Ueshiba Sensei et Kano Sensei avaient en commun le concept de wa no seishin [esprit d'harmonie]. Cela impliquait un développement simultané de soi et de l'autre, vous et votre partenaire faisant ensemble des progrès. En matière de sports cependant, la situation est très différente. Il faut écraser son adversaire et apparaître comme le seul vainqueur. C'est le principe des sports de compétition et ça ne marchera jamais. Les temps ont changé et l'on entend couramment les gens se demander si les Américains ou les Russes (interview réalisée en 1982) vont gagner la course aux armements. De semblables bavardages risquent d'amener l'extinction de la race humaine. Cette mentalité compétitive risque de provoquer la fin du monde car elle ne tient aucun compte de l'esprit de coopération et de préservation de l'humanité. Les civilisations occidentales reçoivent un peu de cet esprit grâce à l'enseignement de leurs églises, mais ici au Japon, nous n'apprenons rien de semblable dans nos temples ou dans nos lieux de culte.
Les arts martiaux doivent lourdement insister sur le développement des qualités morales, surtout chez les jeunes... Dans les sports il n'y a aucune place pour les faibles et les incompétents. Personnellement, je souhaiterais plutôt voir certains sports se transformer en arts martiaux afin qu'ils s'intéressent un peu plus au développement spirituel et à la prévention de la délinquance. Ils devraient être aussi un peu plus concernés par le devenir des jeunes gens qui ne causent aucun problème à leurs parents et qui s'entendent bien avec leurs enfants. I1s pourraient aussi encourager les bonnes relations entre maris et femmes.

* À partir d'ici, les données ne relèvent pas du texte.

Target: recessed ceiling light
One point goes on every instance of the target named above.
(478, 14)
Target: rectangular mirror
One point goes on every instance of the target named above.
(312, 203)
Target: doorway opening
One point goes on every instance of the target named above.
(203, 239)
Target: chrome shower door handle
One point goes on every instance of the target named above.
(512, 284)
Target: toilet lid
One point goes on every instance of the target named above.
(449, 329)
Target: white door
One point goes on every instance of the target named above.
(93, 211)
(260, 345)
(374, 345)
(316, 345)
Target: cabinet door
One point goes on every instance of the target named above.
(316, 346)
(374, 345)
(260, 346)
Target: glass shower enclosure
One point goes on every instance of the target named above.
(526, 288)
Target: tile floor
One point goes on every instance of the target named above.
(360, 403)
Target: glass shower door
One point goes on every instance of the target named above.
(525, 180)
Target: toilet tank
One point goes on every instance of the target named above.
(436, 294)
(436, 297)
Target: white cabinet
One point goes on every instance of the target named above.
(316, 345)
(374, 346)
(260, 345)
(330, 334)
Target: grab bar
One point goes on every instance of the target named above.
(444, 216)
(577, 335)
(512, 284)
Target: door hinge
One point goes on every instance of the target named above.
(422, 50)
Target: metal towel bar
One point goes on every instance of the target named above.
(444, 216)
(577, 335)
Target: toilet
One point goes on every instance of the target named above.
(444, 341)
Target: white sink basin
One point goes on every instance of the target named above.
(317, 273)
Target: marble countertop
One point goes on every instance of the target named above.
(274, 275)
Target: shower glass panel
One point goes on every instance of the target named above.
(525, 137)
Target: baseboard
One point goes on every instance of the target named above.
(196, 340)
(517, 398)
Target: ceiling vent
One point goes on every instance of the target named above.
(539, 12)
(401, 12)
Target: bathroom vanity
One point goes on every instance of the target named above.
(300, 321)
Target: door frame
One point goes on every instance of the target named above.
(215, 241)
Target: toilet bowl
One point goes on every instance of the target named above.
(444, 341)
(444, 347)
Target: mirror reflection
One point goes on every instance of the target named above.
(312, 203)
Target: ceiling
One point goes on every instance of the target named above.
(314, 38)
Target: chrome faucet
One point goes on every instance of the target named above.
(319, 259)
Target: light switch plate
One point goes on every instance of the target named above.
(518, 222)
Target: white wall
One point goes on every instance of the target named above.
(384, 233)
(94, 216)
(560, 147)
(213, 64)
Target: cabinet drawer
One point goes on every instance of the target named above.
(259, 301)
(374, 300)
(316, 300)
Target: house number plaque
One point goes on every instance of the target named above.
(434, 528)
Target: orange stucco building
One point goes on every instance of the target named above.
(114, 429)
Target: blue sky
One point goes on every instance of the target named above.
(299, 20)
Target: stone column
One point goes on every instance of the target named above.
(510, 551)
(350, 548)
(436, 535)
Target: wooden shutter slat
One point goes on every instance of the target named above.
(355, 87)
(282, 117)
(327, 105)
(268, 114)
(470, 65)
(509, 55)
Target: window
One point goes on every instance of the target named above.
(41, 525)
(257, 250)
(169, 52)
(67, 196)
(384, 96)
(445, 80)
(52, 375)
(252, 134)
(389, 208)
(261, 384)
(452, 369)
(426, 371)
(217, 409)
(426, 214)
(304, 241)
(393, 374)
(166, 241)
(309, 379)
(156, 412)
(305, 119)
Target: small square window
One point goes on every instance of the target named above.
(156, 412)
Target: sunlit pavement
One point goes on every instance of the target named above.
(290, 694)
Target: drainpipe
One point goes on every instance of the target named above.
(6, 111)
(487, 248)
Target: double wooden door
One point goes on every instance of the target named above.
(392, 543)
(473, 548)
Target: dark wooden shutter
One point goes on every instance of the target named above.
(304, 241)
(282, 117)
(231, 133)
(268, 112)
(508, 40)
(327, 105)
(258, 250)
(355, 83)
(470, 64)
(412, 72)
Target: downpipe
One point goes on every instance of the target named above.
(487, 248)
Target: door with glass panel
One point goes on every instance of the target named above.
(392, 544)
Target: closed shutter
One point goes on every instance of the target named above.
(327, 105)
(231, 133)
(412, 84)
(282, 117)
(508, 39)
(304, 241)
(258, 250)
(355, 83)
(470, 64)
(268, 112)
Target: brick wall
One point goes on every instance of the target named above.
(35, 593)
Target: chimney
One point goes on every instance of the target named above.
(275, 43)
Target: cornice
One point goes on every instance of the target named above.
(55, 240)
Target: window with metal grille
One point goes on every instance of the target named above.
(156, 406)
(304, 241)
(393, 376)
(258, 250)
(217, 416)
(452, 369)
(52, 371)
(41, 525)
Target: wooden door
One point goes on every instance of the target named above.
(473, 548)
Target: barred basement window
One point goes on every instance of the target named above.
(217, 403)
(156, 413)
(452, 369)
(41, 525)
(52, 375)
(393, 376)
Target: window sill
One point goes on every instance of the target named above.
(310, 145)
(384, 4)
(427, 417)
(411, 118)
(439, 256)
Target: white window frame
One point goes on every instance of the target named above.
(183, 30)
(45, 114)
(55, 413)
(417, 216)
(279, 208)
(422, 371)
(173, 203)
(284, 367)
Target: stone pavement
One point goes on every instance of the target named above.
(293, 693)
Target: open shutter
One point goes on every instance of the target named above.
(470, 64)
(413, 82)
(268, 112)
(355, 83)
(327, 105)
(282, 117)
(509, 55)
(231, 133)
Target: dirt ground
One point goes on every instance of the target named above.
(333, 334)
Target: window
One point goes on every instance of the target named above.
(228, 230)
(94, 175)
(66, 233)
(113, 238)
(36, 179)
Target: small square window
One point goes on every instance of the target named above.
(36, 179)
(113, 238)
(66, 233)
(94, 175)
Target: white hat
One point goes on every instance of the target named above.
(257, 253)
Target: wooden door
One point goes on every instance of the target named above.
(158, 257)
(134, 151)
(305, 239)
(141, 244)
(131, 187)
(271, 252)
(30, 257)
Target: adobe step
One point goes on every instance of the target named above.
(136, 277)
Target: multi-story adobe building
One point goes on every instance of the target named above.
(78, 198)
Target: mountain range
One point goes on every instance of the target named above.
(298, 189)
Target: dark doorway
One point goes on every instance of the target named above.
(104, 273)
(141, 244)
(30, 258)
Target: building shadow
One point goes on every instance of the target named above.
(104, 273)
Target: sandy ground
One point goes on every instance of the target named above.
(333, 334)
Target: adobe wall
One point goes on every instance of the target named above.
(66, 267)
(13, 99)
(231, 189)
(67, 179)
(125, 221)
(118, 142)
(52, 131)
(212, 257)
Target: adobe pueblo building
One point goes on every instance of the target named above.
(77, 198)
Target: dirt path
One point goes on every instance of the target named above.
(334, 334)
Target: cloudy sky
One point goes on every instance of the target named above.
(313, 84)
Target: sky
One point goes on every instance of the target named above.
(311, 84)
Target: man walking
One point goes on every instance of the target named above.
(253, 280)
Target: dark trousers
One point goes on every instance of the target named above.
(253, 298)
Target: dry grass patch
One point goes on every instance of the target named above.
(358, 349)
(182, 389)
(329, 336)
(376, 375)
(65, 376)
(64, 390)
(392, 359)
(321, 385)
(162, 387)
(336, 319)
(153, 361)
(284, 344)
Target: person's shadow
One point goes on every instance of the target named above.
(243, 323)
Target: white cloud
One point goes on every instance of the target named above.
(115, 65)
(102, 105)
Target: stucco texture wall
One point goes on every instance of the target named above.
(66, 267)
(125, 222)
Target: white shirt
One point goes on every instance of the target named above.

Si vous parlez d'amour alors il vous faut introduire le concept opposé de haine tandis que si nous parlons d'harmonie, nous introduisons aussi la notion de raison. L'amour est une émotion qui ne peut pas exister seule. Il doit être fermement soutenu par une étiquette correcte [reigi]. L'amour doit s'accompagner d'un comportement convenable. Un vieux proverbe dit: "Même entre les meilleurs amis, une étiquette correcte doit prévaloir." Même entre couples mariés c'est une nécessité. Cela commence par "bonjour" tous les matins. A notre époque, l'étiquette a cédé le pas aux émotions brutes. Les couples pensent que rien ne compte en dehors d'une bonne santé mais dans le monde réel ce n'est pas une façon de se comporter. Un vieux dicton japonais rappelle: "L'idéogramme 'personne' est fait de deux coups de pinceau qui sont mutuellement dépendants." Les êtres humains sont des animaux sociaux. Nous pouvons manger parce qu'il y a des fermiers. Sans eux nous serions obligés de cultiver les champs pour produire notre nourriture. En d'autres termes, nous devons nous entr'aider. Le concept de "seulement toi et moi" est incorrect. L'harmonie est un mariage de l'émotion avec la raison ; c'est sa nature. Les arts martiaux enseignent l'étiquette et la raison. Le moyen de diriger son esprit est aussi découvert grâce à ces disciplines. Dans les pays étrangers, ces valeurs étaient enseignées par les églises.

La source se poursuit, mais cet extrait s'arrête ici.